The Mayo-Clinic defines job burnout as a special type of work-related stress, a state where physical and emotional exhaustion causes a loss of personal identity and a reduced sense of accomplishment. While burnout isn’t a medical diagnosis, it can have a huge effect on your physical and mental health. Unfortunately, in the fast-paced, competitive tech industry, burnout is especially common. A 2018 survey of tech workers by the anonymous work conditions review app Blind found that as many as 57% of tech workers feel burnt out on the job.
When you’re in a routine of working overtime and rushing to complete deadlines, it can be difficult to see the warnings. Here are a few signs that you might be headed for burnout, and what you can do about it.
I’m not talking about that post-lunch energy slump or the heavy eyes that come after a bad night’s sleep. When you’re heading towards burnout, consistent energy loss can make it difficult to complete projects or concentrate on assignments, and if you aren’t careful, this exhaustion can quickly turn into trouble. Consider, for example, a survey by Kronos which cited three major factors in workplace burnout. Two of these, unreasonable workloads and too much overtime, lead directly to overwork and exhaustion.
Solution: While you might not be able to control the deadlines of your latest tech project, you can still prevent burnout and exhaustion by taking time off work and finding ways to truly disconnect. It’s easy for tech work to follow you home and occupy your headspace even when you’re not on the clock. In order to separate yourself from work, plan some fun activities with friends or make time for a favorite hobby to restore your creativity and rebuild your motivation. And commit to sleep whenever possible.

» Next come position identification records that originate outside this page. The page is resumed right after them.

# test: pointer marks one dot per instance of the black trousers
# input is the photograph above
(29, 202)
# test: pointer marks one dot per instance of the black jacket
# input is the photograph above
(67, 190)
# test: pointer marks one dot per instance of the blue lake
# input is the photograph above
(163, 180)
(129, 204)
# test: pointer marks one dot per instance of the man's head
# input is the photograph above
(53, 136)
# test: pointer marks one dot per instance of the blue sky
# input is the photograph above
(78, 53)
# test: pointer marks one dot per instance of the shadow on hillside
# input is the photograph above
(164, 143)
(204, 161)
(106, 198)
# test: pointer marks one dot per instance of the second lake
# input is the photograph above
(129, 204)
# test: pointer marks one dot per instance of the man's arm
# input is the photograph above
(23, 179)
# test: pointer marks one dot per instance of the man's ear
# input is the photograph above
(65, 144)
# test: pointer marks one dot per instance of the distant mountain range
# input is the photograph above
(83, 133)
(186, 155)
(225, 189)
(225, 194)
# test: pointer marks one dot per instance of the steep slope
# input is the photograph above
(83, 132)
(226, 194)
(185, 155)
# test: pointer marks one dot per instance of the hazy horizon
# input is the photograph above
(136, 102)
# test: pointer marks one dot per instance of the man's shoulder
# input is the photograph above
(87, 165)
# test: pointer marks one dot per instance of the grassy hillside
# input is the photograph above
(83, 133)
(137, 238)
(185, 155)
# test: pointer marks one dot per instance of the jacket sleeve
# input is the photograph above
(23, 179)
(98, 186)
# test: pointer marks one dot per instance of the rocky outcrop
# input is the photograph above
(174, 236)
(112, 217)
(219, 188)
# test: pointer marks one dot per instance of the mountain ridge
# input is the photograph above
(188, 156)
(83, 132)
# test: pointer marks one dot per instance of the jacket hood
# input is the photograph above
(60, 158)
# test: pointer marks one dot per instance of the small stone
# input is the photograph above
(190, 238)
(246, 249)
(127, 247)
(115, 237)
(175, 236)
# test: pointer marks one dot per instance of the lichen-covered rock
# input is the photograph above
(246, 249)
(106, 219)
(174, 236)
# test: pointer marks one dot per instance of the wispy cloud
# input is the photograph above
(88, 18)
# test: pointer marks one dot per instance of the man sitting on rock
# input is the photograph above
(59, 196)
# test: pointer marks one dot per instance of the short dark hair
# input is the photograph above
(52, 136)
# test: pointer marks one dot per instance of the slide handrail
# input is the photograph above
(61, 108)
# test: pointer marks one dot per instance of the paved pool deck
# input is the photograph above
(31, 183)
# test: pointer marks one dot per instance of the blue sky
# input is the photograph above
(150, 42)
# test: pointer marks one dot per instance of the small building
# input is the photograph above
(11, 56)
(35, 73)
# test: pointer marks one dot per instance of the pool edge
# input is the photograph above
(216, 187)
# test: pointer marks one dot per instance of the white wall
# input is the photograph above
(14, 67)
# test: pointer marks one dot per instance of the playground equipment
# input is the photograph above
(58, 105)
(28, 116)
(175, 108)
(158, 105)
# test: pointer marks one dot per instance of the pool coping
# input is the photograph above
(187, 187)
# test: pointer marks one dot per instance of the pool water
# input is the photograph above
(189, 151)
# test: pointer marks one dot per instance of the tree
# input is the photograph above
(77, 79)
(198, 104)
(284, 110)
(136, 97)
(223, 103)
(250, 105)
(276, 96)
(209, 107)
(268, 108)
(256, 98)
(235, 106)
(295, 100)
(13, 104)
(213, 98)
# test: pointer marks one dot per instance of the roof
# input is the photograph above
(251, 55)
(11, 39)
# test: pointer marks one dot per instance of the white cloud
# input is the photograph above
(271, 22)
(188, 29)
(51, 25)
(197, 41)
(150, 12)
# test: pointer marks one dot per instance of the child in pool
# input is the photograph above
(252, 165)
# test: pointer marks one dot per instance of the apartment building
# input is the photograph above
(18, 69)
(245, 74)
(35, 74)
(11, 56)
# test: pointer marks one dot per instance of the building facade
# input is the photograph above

No amount of coffee will provide you the same clarity and focus as a good night’s rest.
Maybe you have a micromanaging supervisor or a colleague that seems to undermine your every effort. Or perhaps there have been significant changes at your company that negatively impacted your work or role. Under these conditions, it’s no surprise that workers can become disappointed with their job. Whatever the specific case, the problem likely relates to a common root cause: a dysfunctional workplace.
Solution: If this sounds like your job, you might want to begin by raising these issues with your team leader or director. The way an organization responds to employee concerns and feedback is often a telling sign about where their real priorities lie. You can also work with your staffing firm to address workplace challenges that are impacting your success in a role. At IDR, our Engagement Management Program is designed to support our consultants and give them the tools needed to flourish throughout their assignment. If you’re still feeling frustrated, consider talking to a therapist online or in-person. They can help you identify the underlying causes of your disillusionment and provide suggestions for how to manage workplace stress.
There is nothing more frustrating than receiving inconsistent or incomplete information about a project you’re working on. If you aren’t sure about the degree of autonomy you have on an assignment or what your co-workers or clients are expecting from you, it can be hard to be successful at work. Additionally, your inability to control things like your schedule, assignments, and workload, can cause added stress, increasing your risk for burnout.
Solution: One solution that can help with these workplace challenges is to focus on areas you do have control over. Instead of wasting time waiting on a colleague to finish their part of a project, use the downtime as an opportunity to learn a new skill or study something that interests you. Not only will this get your mind off a frustrating project, it can help you develop the skills you need to improve your job opportunities or transition to a new role entirely. Here at IDR, we offer a training program that allows our consultants to pursue additional certifications or attend conferences to support their career growth.
You don’t have to be experiencing all these burnout warning signs to suffer serious consequences, and you can take steps on your own to prevent the physical and mental problems that burnout can create. For example, consider getting involved in new activities or sports outside of work and make sure you set aside time for them. When you’re working on a tight deadline, it can feel like the project is taking over your life. By setting aside time to focus on other things, you can develop a better work-life balance and come to work more energized and engaged.
You should also talk to your employer and express your concerns and frustrations. Companies that really care about their employee’s growth and success will be willing to listen and make improvements. For example, tech companies with the lowest rates of burnout, like Netflix, are more likely to offer balanced hours, fair compensation, and a supportive work environment – conditions that all reduce the risk of burnout. At IDR, we focus on establishing long-term relationships with our consultants and we support them through constant communication before, during and after an assignment.
If your employer doesn’t acknowledge the problem or create an environment where you feel appreciated, it’s probably time to consider new opportunities. The cost of burnout on your health, work performance, career, emotional well-being and relationships is just too great.